For pre-trained models, we use a 5-shot config and report exact match scores. We run this as a generative task. Maximum generation length is 32 tokens.


### GSM Plus

For pre-trained models, we use the same 8-shot config with CoT prompt as in [Wei et al. (2022)](https://arxiv.org/pdf/2201.11903.pdf) (maj@1). The maximum generation length is 512 tokens.


### Berkeley Function Calling Leaderboard (BFCL)

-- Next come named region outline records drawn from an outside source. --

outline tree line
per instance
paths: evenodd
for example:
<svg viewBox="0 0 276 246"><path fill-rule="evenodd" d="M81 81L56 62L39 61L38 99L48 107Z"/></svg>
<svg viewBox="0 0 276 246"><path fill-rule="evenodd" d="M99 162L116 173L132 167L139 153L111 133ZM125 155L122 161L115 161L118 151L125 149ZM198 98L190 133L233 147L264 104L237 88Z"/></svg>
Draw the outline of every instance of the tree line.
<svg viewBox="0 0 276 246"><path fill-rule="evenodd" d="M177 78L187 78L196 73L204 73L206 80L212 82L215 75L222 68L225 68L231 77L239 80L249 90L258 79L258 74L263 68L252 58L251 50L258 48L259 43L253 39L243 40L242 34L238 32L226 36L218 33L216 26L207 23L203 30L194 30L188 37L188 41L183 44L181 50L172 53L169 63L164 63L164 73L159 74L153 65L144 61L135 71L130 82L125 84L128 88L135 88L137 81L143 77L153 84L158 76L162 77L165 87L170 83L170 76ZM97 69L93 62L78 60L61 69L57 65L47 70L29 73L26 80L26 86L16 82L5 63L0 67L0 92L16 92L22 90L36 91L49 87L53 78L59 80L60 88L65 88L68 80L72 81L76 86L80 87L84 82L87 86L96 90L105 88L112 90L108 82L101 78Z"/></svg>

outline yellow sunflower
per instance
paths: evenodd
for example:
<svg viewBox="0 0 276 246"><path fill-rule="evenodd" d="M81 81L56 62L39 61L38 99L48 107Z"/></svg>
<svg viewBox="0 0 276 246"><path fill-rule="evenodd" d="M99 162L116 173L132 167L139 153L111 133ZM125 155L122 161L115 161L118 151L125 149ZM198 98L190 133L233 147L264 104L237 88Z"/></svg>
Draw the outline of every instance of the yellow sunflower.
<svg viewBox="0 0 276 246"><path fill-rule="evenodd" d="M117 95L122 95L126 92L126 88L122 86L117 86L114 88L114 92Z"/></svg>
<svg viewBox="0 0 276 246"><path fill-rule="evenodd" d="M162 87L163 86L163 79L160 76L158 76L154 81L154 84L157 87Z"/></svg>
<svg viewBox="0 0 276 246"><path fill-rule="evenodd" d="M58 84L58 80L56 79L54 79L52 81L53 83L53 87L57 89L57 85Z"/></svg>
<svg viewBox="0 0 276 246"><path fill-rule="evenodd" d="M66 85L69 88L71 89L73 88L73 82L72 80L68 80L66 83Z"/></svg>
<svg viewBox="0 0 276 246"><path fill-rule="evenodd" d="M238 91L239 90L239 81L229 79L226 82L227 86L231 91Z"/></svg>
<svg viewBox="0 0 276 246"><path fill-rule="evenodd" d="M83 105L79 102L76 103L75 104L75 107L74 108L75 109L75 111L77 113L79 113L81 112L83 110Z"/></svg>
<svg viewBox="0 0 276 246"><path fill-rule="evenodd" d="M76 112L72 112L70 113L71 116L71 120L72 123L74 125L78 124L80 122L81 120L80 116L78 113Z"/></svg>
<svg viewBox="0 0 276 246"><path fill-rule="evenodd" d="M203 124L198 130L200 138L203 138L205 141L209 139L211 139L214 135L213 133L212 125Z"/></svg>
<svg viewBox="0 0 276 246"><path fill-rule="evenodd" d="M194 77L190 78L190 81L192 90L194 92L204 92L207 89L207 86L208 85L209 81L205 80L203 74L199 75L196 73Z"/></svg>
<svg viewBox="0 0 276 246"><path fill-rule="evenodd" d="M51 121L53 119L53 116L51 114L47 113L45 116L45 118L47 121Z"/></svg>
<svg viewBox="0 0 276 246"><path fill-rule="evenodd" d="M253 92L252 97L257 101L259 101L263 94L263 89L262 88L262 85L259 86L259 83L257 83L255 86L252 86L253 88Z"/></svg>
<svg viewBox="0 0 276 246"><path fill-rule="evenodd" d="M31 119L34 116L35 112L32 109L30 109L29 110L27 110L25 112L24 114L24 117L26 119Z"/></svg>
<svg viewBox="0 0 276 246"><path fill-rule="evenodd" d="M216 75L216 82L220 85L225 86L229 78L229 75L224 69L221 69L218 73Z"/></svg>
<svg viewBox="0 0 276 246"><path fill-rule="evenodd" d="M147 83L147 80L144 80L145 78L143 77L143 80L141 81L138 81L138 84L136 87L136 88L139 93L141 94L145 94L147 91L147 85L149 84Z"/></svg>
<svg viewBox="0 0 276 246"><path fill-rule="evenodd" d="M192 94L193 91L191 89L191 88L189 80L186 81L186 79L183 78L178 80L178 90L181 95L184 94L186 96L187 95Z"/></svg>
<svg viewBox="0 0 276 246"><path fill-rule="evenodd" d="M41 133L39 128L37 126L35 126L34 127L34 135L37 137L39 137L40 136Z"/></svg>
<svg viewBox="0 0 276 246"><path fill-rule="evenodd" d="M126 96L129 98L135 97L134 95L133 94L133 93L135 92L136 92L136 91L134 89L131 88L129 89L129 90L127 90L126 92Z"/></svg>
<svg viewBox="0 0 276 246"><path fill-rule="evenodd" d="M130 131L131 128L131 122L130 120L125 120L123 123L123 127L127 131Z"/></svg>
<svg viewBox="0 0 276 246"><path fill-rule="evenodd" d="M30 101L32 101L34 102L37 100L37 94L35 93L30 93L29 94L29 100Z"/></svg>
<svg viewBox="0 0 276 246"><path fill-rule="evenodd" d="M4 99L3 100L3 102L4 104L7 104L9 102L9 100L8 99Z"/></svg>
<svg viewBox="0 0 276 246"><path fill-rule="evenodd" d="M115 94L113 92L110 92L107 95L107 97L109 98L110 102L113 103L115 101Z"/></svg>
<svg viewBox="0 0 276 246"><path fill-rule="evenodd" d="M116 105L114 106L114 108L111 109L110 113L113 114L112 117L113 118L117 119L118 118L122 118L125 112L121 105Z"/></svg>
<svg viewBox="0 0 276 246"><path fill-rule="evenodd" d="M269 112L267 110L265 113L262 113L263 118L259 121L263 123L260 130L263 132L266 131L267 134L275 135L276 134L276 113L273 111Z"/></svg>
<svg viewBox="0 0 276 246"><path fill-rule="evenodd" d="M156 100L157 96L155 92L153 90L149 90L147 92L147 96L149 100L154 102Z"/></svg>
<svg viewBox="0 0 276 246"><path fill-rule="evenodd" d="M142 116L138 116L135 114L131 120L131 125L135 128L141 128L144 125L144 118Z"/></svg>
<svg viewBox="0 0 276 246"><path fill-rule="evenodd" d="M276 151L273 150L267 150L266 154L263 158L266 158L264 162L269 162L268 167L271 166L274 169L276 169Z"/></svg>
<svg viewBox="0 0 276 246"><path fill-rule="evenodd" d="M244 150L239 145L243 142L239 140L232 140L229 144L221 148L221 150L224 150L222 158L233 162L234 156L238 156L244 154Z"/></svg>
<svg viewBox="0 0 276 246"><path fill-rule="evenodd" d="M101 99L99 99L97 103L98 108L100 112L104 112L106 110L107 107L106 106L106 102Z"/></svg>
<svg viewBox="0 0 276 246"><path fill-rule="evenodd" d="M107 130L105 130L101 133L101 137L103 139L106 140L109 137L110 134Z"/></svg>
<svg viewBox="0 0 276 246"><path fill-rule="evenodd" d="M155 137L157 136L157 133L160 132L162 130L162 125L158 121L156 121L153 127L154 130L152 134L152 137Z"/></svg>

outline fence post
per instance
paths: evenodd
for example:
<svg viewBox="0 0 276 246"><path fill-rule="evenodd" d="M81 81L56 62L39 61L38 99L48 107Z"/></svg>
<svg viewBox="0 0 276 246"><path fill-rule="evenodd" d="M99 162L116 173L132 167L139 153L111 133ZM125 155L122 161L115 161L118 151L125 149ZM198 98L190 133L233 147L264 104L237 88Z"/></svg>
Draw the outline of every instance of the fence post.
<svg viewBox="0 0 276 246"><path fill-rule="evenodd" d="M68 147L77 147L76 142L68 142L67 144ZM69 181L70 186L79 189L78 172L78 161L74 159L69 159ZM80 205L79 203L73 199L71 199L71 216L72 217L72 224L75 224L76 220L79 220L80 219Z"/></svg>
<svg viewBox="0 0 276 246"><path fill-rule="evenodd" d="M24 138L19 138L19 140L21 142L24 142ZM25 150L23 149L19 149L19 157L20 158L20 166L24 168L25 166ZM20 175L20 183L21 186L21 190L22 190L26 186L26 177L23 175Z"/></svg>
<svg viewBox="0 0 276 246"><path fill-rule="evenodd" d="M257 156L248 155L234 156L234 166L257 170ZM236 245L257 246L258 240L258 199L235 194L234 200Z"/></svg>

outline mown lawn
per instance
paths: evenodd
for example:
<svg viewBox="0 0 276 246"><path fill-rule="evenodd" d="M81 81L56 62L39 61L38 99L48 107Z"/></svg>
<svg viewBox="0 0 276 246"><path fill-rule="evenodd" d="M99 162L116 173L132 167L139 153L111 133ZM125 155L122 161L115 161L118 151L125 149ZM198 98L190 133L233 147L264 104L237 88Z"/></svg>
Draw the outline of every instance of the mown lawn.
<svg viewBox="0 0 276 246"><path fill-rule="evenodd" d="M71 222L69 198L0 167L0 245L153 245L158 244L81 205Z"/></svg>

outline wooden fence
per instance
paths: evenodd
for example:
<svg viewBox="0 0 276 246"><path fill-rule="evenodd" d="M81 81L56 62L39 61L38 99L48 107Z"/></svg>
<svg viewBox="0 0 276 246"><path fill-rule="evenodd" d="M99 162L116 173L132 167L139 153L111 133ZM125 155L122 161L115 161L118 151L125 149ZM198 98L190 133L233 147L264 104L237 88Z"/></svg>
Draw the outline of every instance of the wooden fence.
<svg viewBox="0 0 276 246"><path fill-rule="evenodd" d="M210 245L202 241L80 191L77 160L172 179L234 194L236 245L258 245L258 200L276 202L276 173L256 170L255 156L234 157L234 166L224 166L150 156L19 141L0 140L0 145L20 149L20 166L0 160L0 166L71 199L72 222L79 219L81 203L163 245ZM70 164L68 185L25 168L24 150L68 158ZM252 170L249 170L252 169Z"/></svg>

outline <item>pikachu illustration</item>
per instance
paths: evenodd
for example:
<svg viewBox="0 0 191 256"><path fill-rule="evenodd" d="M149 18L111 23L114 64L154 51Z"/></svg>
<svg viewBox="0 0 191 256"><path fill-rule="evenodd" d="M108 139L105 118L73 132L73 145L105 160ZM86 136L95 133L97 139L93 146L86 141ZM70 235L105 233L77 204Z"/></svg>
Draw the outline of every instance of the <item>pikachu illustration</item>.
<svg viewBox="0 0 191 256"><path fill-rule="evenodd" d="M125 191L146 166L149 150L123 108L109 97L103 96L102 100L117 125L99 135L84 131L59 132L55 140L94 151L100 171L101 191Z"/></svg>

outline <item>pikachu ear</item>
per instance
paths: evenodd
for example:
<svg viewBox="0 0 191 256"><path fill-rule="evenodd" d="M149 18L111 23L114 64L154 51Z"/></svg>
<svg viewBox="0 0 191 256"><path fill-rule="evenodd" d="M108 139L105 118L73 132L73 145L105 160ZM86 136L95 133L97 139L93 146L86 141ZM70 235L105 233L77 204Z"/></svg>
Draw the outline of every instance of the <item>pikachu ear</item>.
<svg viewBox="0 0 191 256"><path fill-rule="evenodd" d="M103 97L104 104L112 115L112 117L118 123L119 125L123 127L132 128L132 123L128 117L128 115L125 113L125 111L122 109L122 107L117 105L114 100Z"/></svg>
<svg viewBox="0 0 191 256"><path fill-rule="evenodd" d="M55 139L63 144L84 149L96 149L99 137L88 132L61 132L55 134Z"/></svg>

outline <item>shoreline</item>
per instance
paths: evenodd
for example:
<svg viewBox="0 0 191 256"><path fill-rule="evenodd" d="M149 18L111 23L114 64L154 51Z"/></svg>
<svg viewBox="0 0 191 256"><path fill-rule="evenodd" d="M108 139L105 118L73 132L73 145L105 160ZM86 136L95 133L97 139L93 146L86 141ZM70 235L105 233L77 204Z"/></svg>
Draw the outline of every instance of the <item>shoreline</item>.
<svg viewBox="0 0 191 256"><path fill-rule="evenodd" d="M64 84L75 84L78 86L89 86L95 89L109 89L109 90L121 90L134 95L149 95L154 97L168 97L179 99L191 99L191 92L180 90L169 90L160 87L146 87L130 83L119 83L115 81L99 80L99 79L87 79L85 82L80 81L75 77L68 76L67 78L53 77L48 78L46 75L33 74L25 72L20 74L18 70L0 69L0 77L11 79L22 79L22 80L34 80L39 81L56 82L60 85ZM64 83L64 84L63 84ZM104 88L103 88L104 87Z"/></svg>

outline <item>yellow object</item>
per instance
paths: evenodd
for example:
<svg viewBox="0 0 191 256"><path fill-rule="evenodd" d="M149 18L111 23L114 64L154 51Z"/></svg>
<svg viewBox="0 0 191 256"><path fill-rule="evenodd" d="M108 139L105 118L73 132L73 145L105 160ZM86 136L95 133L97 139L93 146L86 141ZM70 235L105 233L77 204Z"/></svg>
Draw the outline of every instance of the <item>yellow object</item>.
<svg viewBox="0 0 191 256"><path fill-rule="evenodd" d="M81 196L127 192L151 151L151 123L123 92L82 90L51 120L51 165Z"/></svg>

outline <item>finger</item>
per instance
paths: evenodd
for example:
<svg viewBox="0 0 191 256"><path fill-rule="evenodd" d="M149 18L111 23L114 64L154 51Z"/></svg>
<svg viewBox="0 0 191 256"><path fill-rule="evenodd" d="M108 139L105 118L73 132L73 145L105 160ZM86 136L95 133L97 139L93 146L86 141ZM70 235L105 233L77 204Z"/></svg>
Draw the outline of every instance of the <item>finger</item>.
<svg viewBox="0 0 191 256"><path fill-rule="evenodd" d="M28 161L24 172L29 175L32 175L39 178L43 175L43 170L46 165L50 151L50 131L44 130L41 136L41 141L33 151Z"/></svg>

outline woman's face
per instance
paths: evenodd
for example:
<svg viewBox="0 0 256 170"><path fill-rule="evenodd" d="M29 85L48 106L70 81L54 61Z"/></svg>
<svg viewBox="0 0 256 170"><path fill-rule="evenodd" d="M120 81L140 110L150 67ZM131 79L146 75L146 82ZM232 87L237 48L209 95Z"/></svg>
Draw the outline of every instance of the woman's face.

Benchmark results were achieved by running the open source evaluation repository [ShishirPatil/gorilla](https://github.com/ShishirPatil/gorilla/tree/main/berkeley-function-call-leaderboard) on commit 7bef000 without any further changes.


### Nexus

We use the [open-source ](https://github.com/nexusflowai/NexusRaven)prompt and evaluation function followed by the[ open source notebook](https://github.com/nexusflowai/NexusRaven-V2/blob/master/evaluation_notebook/GPT4_Evaluation/Benchmark_GPT4.ipynb) to compute the scores.


### API Bank

We use a 0-shot config with a custom prompt and parsing function to reduce the incidence of false negatives. We also modify the dataset by correcting and completing the ground truth answers that were initially incorrect or incomplete. Second, we improve the evaluation metric to better assess function call correctness by splitting keyword arguments into two groups. We use exact match for keyword arguments that have a unique ground truth, and ROUGE score for those that accept any string with the same semantic meaning as the reference value.

### Gorilla API Bench

For post-trained models, we use the same 0-shot prompt and evaluation function as proposed in the [original paper](https://arxiv.org/abs/2305.15334). Just like the [open-source](https://github.com/ShishirPatil/gorilla) implementation, we compare the domains of the retrieved API call from the API database with the ground truth. If the domain of the retrieved API is the same as the ground truth and the API exists in the database, it is considered a success. All other scenarios are considered failures.

### TriviaQA-WIKI
For TrivialQA, we evaluate on the Wiki validation set, use 5-shot config and compute average exact match. We run this as a generative task. Maximum generation length is 24 tokens.